On March 6 the Mexicans attacked before dawn, and all 188 defenders of the Alamo perished. Santa Anna asked to see the corpses of Bowie, Travis, and Crockett, and Bexar mayor Francisco Ruiz identified the bodies. Bowie lay on his cot in a room on the south side. He had been shot several times in the head. During his lifetime he had been described by his old friend Caiaphas K. Ham as " a clever, polite gentleman...attentive to the ladies on all occasions...a true, constant, and generous friend...a foe no one dared to undervalue and many feared." Slave trader, gambler, land speculator, dreamer, and hero, James Bowie in death became immortal in the annals of Texas history.


BIBLIOGRAPHY: James L. Batson, James Bowie and the Sandbar Fight (Madison, Alabama: Batson Engineering and Metalworks, 1992). William Campbell Binkley, ed., Official Correspondence of the Texan Revolution, 1835-1836 (2 vols., New York: Appleton-Century, 1936). Walter W. Bowie, The Bowies and Their Kindred: A Genealogical and Biographical History (Washington: Cromwell Brothers, 1899). J. Frank Dobie, "James Bowie," American West, Spring 1965. John S. Ford, Memoirs (MS, John Salmon Ford Papers, Barker Texas History Center, University of Texas at Austin).

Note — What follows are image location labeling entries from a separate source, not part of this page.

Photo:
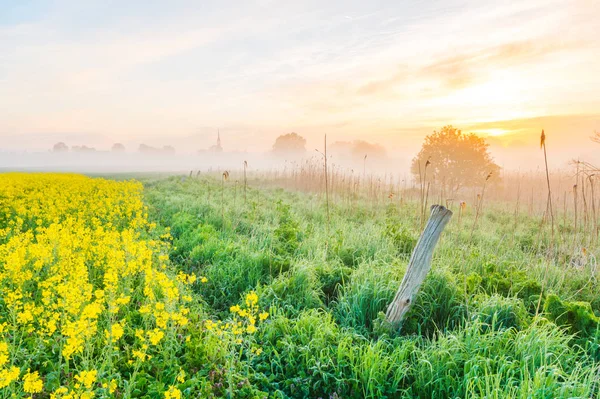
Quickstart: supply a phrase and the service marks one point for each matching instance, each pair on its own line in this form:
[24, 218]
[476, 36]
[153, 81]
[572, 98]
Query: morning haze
[387, 73]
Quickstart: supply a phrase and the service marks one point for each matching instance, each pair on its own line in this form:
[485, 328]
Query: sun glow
[494, 132]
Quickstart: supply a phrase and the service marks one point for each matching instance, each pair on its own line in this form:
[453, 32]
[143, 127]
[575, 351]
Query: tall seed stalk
[479, 205]
[549, 201]
[245, 181]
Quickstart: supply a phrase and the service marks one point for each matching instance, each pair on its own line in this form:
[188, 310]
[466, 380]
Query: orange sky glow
[388, 73]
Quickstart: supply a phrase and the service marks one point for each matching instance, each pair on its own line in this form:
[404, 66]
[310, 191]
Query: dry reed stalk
[549, 200]
[479, 205]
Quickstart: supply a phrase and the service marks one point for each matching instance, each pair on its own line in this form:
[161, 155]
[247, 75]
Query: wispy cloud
[351, 68]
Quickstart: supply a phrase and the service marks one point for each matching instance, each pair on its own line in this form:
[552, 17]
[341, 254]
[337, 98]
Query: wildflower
[173, 393]
[7, 376]
[32, 382]
[155, 336]
[87, 378]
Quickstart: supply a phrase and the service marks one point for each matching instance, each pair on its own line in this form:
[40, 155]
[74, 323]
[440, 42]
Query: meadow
[203, 285]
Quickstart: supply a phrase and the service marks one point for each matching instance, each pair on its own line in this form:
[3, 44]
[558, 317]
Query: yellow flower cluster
[244, 318]
[77, 258]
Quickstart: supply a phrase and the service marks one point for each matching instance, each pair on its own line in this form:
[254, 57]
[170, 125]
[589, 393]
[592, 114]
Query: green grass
[475, 331]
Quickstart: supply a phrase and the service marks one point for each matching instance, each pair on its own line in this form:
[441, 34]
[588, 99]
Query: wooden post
[419, 265]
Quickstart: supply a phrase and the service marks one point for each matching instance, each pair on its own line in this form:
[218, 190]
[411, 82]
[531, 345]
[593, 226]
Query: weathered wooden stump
[419, 265]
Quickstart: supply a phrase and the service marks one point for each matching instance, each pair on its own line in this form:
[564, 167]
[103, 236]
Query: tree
[455, 158]
[60, 147]
[118, 147]
[290, 144]
[82, 148]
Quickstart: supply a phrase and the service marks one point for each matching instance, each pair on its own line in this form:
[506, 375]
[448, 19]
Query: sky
[98, 72]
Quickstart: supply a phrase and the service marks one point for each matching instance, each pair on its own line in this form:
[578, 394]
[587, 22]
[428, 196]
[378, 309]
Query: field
[198, 286]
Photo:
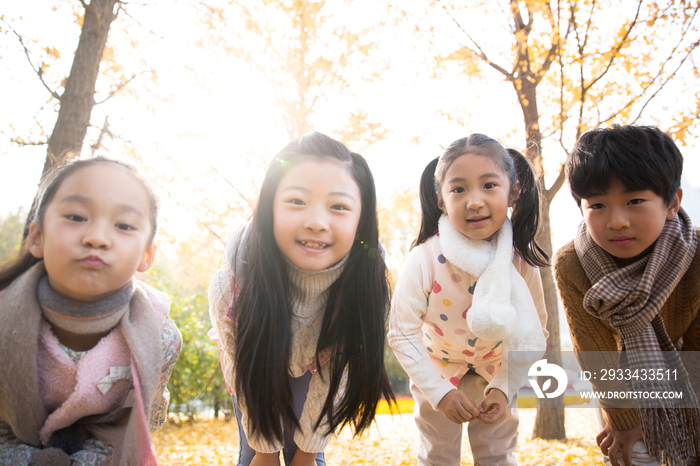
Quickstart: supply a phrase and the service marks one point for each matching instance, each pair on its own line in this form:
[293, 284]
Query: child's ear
[675, 205]
[514, 193]
[35, 241]
[441, 204]
[148, 257]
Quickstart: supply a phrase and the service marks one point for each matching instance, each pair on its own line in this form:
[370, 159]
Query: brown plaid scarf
[630, 298]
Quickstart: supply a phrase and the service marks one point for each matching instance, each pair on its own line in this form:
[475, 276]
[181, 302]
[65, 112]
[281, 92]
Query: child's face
[96, 232]
[475, 195]
[625, 223]
[316, 212]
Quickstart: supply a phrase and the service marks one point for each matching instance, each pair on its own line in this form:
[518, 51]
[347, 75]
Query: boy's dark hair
[526, 210]
[639, 157]
[354, 321]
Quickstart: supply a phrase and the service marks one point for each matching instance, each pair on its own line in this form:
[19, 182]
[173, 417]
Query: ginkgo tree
[572, 66]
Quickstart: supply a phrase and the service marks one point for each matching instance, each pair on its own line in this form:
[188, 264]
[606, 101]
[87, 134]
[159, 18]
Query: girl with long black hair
[300, 306]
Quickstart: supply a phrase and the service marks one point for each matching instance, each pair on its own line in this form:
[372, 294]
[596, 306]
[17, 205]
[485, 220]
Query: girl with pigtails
[468, 315]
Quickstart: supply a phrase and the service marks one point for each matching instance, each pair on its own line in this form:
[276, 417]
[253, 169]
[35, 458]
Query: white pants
[441, 439]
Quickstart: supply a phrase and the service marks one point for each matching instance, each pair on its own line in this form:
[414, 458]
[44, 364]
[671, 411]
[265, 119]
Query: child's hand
[493, 407]
[301, 458]
[266, 459]
[613, 442]
[457, 407]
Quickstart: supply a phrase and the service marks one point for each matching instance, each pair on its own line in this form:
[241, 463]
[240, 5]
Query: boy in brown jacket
[630, 282]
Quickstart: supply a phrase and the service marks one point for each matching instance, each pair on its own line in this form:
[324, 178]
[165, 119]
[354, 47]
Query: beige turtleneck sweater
[307, 299]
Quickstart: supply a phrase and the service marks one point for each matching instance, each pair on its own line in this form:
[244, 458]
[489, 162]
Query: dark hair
[526, 210]
[47, 190]
[639, 157]
[354, 320]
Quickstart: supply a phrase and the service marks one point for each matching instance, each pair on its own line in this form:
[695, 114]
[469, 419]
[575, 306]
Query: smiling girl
[300, 306]
[87, 349]
[468, 307]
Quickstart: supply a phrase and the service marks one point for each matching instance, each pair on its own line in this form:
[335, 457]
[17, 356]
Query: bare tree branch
[637, 97]
[105, 130]
[120, 86]
[20, 142]
[616, 50]
[39, 71]
[230, 183]
[663, 84]
[556, 186]
[480, 52]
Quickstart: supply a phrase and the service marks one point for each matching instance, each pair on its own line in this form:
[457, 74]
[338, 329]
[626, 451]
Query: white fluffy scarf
[502, 307]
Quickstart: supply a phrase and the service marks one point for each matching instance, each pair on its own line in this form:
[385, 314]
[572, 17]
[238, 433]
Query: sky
[208, 110]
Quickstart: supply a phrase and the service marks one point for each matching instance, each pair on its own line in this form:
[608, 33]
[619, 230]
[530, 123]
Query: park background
[200, 94]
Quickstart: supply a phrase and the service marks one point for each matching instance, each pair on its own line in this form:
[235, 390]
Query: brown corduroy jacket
[680, 313]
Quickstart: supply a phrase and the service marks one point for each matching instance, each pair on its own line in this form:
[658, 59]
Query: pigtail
[430, 212]
[526, 212]
[354, 323]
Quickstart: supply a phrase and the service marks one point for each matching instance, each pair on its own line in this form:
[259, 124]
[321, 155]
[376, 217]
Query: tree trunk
[549, 421]
[79, 95]
[78, 98]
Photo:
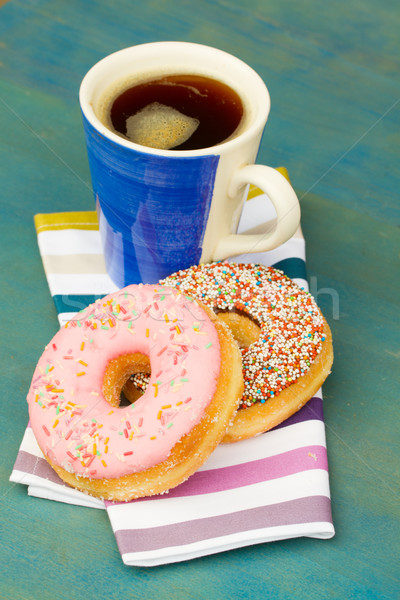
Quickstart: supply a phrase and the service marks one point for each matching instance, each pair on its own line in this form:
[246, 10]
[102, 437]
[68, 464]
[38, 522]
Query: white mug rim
[254, 128]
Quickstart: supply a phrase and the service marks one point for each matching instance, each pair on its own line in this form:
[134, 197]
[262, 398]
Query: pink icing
[74, 424]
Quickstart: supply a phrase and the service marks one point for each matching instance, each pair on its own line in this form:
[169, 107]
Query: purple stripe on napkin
[249, 473]
[34, 465]
[313, 410]
[311, 509]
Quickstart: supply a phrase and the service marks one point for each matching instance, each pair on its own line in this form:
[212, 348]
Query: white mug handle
[285, 202]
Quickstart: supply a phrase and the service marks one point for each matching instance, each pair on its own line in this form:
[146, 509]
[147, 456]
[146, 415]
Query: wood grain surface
[332, 69]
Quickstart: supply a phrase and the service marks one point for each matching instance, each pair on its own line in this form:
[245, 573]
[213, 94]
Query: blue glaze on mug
[153, 209]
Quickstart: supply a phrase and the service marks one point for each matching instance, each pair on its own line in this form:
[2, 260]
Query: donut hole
[118, 373]
[244, 330]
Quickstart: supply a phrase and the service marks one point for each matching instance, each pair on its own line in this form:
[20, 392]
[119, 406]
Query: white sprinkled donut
[124, 452]
[285, 341]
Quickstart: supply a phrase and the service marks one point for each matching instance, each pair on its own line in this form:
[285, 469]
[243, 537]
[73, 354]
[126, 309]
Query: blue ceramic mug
[161, 210]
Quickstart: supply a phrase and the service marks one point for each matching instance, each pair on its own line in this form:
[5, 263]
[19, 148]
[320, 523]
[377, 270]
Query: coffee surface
[177, 112]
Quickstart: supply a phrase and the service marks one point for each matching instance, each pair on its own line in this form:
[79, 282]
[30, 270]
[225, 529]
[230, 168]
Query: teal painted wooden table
[332, 70]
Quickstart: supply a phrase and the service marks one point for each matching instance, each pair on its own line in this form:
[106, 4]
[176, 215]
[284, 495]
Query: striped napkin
[271, 487]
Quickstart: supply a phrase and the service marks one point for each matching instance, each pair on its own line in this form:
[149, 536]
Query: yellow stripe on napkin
[66, 220]
[255, 191]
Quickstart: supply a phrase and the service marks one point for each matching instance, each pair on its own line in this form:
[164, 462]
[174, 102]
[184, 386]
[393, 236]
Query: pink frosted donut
[124, 452]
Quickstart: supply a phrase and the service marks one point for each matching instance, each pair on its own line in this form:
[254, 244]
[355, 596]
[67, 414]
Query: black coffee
[177, 112]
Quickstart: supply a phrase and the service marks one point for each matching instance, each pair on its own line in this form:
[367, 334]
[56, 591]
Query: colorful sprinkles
[71, 408]
[290, 321]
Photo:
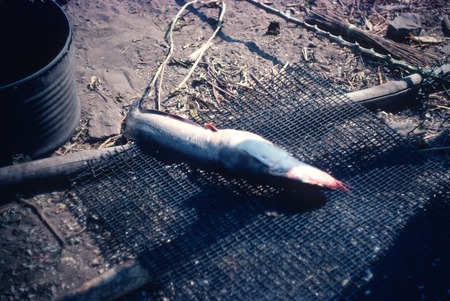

Heroes of Texas: Featuring Oil Portraits from the Summerfield G. Roberts Collection (Waco: Texian Press, 1964). John H. Jenkins, ed., The Papers of the Texas Revolution, 1835-1836 (10 vols., Austin: Presidial Press, 1973). A. R. Kilpatrick, "Early Life in the Southwest—The Bowies," DeBow's Southern and Western Review 1 (October 1852). Walter Lord, A Time to Stand (New York: Harper, 1961; 2d ed., Lincoln: University of Nebraska Press, 1978). Raymond W. Thorp, Bowie Knife (Albuquerque: University of New Mexico Press, 1948).